At this stage, you should consider what you have learnt about your data, and decide on an initial model to train with. This pipeline stage could be quite short, or quite long. However, you should consider the reasons for selecting particular models (and also transformation techniques).

Note: In general, starting with a linear model is a good idea. It is one of the more simple models, after all!

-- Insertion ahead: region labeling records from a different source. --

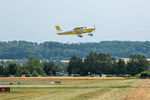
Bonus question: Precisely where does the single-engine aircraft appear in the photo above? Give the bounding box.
[55,26,96,38]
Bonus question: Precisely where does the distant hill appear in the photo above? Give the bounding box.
[0,41,150,60]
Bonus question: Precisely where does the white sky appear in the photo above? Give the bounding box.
[0,0,150,43]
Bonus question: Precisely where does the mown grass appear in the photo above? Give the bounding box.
[0,79,150,100]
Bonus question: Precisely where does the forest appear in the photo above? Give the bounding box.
[0,41,150,60]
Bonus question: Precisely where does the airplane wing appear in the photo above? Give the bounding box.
[73,27,84,34]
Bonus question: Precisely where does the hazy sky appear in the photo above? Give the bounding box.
[0,0,150,43]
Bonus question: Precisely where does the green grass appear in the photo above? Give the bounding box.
[0,79,150,100]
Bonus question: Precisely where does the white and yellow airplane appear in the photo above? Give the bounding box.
[55,26,96,37]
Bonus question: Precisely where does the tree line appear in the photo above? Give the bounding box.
[67,52,149,76]
[0,41,150,60]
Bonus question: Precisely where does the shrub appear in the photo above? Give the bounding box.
[73,74,80,77]
[140,71,150,78]
[32,71,39,76]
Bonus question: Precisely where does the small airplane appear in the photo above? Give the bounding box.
[55,26,96,38]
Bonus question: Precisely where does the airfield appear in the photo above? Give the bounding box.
[0,77,150,100]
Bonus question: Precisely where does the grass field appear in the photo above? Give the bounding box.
[0,78,150,100]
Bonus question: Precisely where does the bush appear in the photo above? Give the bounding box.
[32,71,39,76]
[140,71,150,78]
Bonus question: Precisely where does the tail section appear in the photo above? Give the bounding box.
[55,26,62,31]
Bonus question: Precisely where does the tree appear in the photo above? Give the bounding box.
[67,56,83,75]
[24,57,45,75]
[115,59,126,75]
[84,52,116,75]
[6,62,20,75]
[127,54,149,75]
[43,61,61,75]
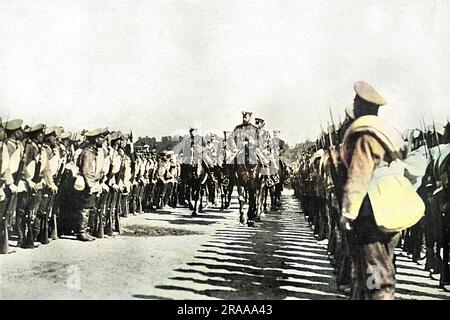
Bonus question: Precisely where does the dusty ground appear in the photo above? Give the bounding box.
[0,192,450,299]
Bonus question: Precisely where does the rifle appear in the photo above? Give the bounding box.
[422,115,433,162]
[31,126,48,248]
[0,134,30,254]
[431,115,441,156]
[327,107,343,206]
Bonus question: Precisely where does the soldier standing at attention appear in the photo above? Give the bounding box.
[75,129,104,241]
[341,81,414,300]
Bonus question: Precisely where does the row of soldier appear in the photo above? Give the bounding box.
[291,84,450,299]
[0,115,286,253]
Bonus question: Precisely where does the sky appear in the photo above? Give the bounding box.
[0,0,450,144]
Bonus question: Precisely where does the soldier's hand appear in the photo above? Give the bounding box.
[50,184,58,193]
[339,216,353,231]
[27,180,38,192]
[101,183,109,192]
[8,183,19,193]
[91,185,102,194]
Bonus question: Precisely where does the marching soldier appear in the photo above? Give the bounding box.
[74,129,104,241]
[34,127,61,244]
[341,81,423,299]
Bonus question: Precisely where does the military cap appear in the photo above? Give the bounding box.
[44,127,57,136]
[59,131,72,140]
[84,128,104,138]
[3,119,23,130]
[345,104,355,119]
[434,122,445,136]
[24,123,45,133]
[55,126,64,137]
[353,81,386,106]
[109,131,122,141]
[70,132,83,141]
[100,127,109,136]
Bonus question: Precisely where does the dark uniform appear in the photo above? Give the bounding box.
[341,82,401,300]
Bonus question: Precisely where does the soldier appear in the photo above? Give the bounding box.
[34,127,60,244]
[74,129,104,241]
[340,81,423,299]
[227,111,258,165]
[16,124,48,249]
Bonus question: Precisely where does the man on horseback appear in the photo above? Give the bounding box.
[227,111,259,226]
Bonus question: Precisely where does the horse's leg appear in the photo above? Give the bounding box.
[192,186,198,216]
[237,185,245,224]
[247,182,256,227]
[198,185,203,212]
[263,186,269,212]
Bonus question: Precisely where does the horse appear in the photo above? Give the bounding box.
[233,150,262,227]
[181,157,209,217]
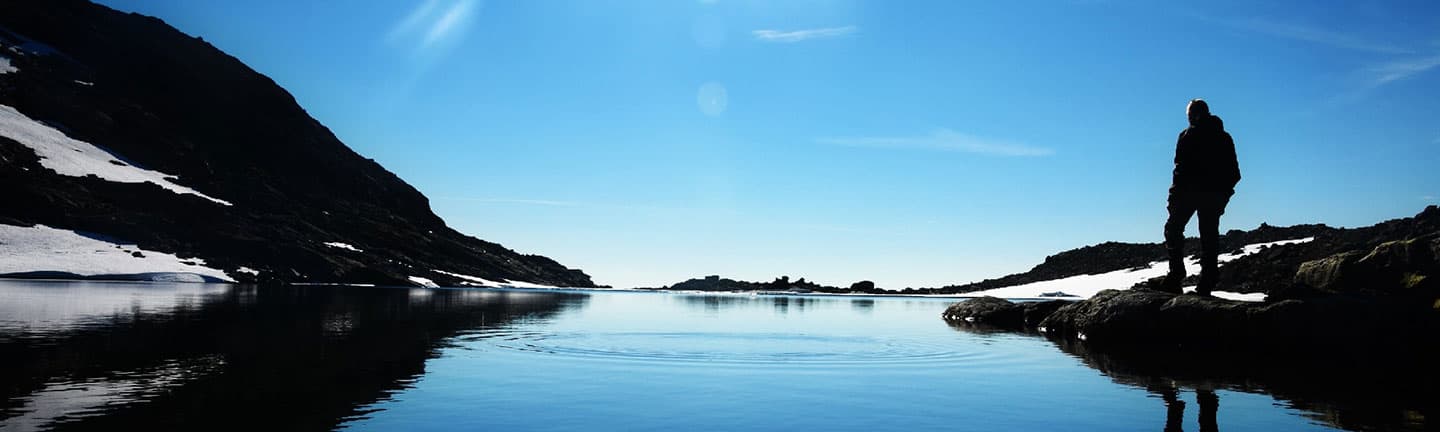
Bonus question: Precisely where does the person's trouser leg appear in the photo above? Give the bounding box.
[1195,193,1230,294]
[1164,192,1195,292]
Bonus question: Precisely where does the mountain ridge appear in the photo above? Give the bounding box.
[0,0,596,287]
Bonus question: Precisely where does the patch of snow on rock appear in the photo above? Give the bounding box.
[325,242,364,252]
[435,271,504,288]
[0,105,230,206]
[503,279,560,288]
[0,225,235,282]
[963,238,1315,301]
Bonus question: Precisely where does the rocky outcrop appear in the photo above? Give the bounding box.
[942,289,1440,353]
[942,295,1070,331]
[0,0,595,287]
[1295,233,1440,300]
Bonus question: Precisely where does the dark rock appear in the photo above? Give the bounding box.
[0,0,595,287]
[1040,289,1175,341]
[1020,300,1074,330]
[1295,233,1440,302]
[940,295,1025,330]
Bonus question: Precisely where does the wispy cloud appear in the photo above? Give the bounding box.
[1367,55,1440,85]
[1218,17,1414,53]
[386,0,480,48]
[750,26,860,43]
[435,196,580,207]
[815,128,1056,156]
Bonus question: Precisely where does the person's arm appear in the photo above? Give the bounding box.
[1225,134,1240,190]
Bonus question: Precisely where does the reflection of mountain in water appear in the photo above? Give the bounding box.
[950,323,1440,431]
[0,285,588,431]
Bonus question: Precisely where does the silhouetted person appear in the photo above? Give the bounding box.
[1161,99,1240,295]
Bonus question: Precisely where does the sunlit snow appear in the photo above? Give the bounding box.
[435,271,504,288]
[325,242,364,252]
[410,276,441,288]
[0,105,230,206]
[0,225,235,282]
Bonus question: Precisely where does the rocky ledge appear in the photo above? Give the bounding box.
[942,228,1440,354]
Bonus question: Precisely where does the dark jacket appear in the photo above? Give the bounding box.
[1171,115,1240,193]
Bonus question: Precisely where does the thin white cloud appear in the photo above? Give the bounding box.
[750,26,860,43]
[435,196,580,207]
[1368,55,1440,85]
[815,128,1056,157]
[386,0,480,48]
[1218,17,1414,53]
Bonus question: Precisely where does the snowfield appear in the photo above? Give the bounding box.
[325,242,364,252]
[0,104,230,206]
[963,238,1315,301]
[0,225,235,282]
[410,276,441,288]
[433,271,504,288]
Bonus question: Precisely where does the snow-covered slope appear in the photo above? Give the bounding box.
[965,238,1315,301]
[0,105,230,206]
[0,225,235,282]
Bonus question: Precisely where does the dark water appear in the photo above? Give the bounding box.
[0,281,1424,431]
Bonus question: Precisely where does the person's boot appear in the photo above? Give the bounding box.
[1156,269,1185,294]
[1195,271,1220,297]
[1158,248,1185,294]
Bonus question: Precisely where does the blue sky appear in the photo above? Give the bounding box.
[102,0,1440,288]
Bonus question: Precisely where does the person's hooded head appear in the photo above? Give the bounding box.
[1185,99,1210,125]
[1185,99,1220,127]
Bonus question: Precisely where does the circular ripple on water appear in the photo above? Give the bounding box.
[461,330,999,366]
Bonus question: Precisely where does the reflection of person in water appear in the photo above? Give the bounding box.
[1161,99,1240,295]
[1151,386,1220,432]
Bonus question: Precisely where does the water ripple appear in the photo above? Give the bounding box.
[458,328,1004,366]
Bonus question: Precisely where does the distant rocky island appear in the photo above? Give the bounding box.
[0,0,596,287]
[639,275,896,294]
[659,206,1440,300]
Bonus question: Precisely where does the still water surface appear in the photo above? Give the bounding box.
[0,281,1403,431]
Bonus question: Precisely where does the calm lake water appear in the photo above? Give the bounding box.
[0,281,1423,431]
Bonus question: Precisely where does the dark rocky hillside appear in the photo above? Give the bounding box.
[0,0,595,287]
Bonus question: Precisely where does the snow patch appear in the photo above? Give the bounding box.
[965,238,1315,301]
[410,276,441,288]
[0,105,230,206]
[504,279,560,288]
[325,242,364,252]
[0,225,235,282]
[433,271,504,288]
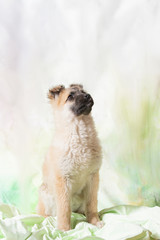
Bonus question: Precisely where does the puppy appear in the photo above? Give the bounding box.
[38,84,103,231]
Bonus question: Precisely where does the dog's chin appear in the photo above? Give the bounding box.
[71,105,92,117]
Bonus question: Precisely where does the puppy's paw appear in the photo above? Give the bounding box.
[95,221,104,228]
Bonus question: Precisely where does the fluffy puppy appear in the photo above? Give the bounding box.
[38,84,102,230]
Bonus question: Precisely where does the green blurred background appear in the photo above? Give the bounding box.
[0,0,160,213]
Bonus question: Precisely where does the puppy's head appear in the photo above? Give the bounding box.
[48,84,94,116]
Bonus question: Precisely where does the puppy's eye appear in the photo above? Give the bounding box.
[67,94,74,101]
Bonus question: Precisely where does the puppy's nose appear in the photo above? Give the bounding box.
[85,93,91,100]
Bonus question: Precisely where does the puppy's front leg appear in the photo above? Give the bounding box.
[55,176,71,231]
[86,172,103,227]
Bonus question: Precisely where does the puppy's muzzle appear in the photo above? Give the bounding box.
[71,94,94,116]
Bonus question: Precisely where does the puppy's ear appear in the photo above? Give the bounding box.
[70,84,83,90]
[48,85,65,100]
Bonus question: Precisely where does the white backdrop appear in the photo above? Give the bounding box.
[0,0,160,214]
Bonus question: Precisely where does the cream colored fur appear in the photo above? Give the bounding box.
[38,86,102,230]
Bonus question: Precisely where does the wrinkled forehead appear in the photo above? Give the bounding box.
[58,86,86,106]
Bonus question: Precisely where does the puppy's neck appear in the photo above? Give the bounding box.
[54,114,94,134]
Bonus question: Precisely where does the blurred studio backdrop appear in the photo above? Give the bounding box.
[0,0,160,213]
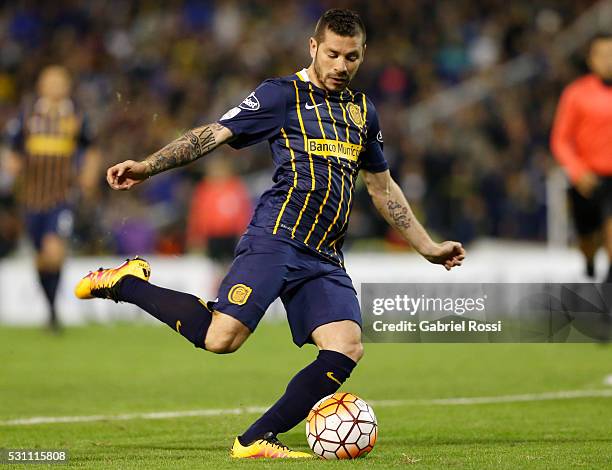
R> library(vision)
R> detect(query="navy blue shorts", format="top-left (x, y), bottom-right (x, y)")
top-left (25, 205), bottom-right (73, 250)
top-left (210, 235), bottom-right (361, 347)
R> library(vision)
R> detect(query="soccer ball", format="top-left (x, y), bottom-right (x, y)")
top-left (306, 392), bottom-right (378, 459)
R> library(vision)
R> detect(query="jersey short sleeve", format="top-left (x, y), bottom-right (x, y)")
top-left (218, 80), bottom-right (287, 149)
top-left (360, 100), bottom-right (389, 173)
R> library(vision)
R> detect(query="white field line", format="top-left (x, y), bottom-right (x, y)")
top-left (0, 389), bottom-right (612, 426)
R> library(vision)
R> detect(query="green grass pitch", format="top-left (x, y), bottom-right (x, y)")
top-left (0, 324), bottom-right (612, 470)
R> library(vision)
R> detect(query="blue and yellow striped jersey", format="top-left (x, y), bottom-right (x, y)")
top-left (8, 98), bottom-right (91, 212)
top-left (219, 70), bottom-right (388, 266)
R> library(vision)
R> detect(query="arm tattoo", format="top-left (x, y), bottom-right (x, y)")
top-left (144, 123), bottom-right (223, 176)
top-left (387, 201), bottom-right (412, 229)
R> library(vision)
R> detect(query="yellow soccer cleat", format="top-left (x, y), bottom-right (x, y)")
top-left (74, 256), bottom-right (151, 302)
top-left (230, 432), bottom-right (313, 459)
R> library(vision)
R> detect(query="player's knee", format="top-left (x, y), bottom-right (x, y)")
top-left (330, 341), bottom-right (363, 362)
top-left (205, 334), bottom-right (242, 354)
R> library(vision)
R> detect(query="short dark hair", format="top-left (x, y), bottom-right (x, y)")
top-left (314, 8), bottom-right (366, 44)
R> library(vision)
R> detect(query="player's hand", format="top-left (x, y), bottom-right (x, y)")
top-left (106, 160), bottom-right (149, 191)
top-left (576, 171), bottom-right (599, 199)
top-left (421, 241), bottom-right (465, 271)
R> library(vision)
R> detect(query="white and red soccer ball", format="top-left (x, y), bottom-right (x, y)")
top-left (306, 392), bottom-right (378, 459)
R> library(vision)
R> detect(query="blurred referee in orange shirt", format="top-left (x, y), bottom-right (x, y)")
top-left (551, 33), bottom-right (612, 282)
top-left (7, 65), bottom-right (99, 330)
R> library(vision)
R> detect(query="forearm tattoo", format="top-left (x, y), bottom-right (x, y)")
top-left (144, 123), bottom-right (223, 176)
top-left (387, 201), bottom-right (412, 229)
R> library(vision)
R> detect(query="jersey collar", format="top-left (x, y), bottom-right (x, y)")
top-left (296, 69), bottom-right (310, 82)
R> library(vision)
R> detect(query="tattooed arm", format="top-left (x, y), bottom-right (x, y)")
top-left (361, 170), bottom-right (465, 270)
top-left (106, 123), bottom-right (232, 190)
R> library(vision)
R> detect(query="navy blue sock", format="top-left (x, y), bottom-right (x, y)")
top-left (238, 349), bottom-right (357, 445)
top-left (116, 276), bottom-right (212, 349)
top-left (38, 271), bottom-right (60, 326)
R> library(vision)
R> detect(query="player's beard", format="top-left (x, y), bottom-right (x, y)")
top-left (314, 48), bottom-right (351, 92)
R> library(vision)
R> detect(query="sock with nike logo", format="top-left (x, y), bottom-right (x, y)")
top-left (117, 276), bottom-right (212, 349)
top-left (238, 349), bottom-right (357, 446)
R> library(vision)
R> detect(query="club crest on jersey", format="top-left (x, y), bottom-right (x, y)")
top-left (227, 284), bottom-right (253, 305)
top-left (346, 103), bottom-right (363, 127)
top-left (238, 92), bottom-right (259, 111)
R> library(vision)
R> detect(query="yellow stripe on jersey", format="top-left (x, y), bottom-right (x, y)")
top-left (329, 90), bottom-right (354, 255)
top-left (308, 139), bottom-right (363, 162)
top-left (317, 93), bottom-right (344, 250)
top-left (308, 83), bottom-right (327, 139)
top-left (304, 83), bottom-right (340, 245)
top-left (340, 92), bottom-right (351, 143)
top-left (361, 93), bottom-right (368, 126)
top-left (325, 92), bottom-right (340, 140)
top-left (272, 128), bottom-right (297, 235)
top-left (25, 134), bottom-right (76, 158)
top-left (317, 158), bottom-right (344, 250)
top-left (346, 88), bottom-right (365, 145)
top-left (304, 158), bottom-right (331, 249)
top-left (291, 80), bottom-right (315, 238)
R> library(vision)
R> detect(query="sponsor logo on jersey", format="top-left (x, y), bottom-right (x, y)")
top-left (238, 92), bottom-right (259, 111)
top-left (346, 103), bottom-right (363, 127)
top-left (308, 139), bottom-right (363, 161)
top-left (227, 284), bottom-right (253, 305)
top-left (219, 106), bottom-right (241, 121)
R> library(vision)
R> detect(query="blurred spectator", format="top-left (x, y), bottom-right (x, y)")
top-left (3, 65), bottom-right (99, 330)
top-left (187, 155), bottom-right (252, 262)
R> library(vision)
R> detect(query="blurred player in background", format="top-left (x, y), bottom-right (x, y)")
top-left (76, 10), bottom-right (464, 458)
top-left (187, 154), bottom-right (253, 262)
top-left (8, 65), bottom-right (99, 330)
top-left (551, 33), bottom-right (612, 282)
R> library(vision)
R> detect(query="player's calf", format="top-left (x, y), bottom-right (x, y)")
top-left (205, 311), bottom-right (251, 354)
top-left (75, 258), bottom-right (212, 349)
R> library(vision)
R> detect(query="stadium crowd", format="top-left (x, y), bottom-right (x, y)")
top-left (0, 0), bottom-right (604, 255)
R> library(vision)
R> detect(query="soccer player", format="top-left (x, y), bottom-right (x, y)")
top-left (8, 65), bottom-right (99, 330)
top-left (551, 33), bottom-right (612, 282)
top-left (76, 9), bottom-right (464, 458)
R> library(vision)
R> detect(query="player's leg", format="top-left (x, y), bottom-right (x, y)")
top-left (25, 205), bottom-right (73, 329)
top-left (75, 233), bottom-right (285, 353)
top-left (36, 233), bottom-right (66, 329)
top-left (569, 187), bottom-right (602, 278)
top-left (234, 268), bottom-right (363, 454)
top-left (598, 178), bottom-right (612, 282)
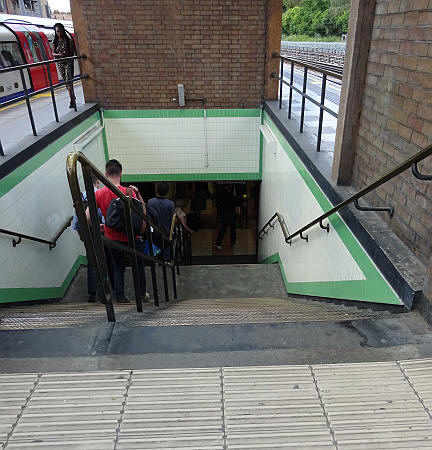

Step 6: define performance metrics#

Each model and type of problem will have different performance metrics. For a linear model, predicting a continuous variable (i.e. linear regression), root mean squared error might be appropriate. For a classification task, you might be more interested in accuracy, precision, or recall. Pick one (or multiple), and write it down.

You should also consider what the current error is, if performed by a human, or by a random process. This should give you an idea as to whether your model is working correctly, and its potential scope.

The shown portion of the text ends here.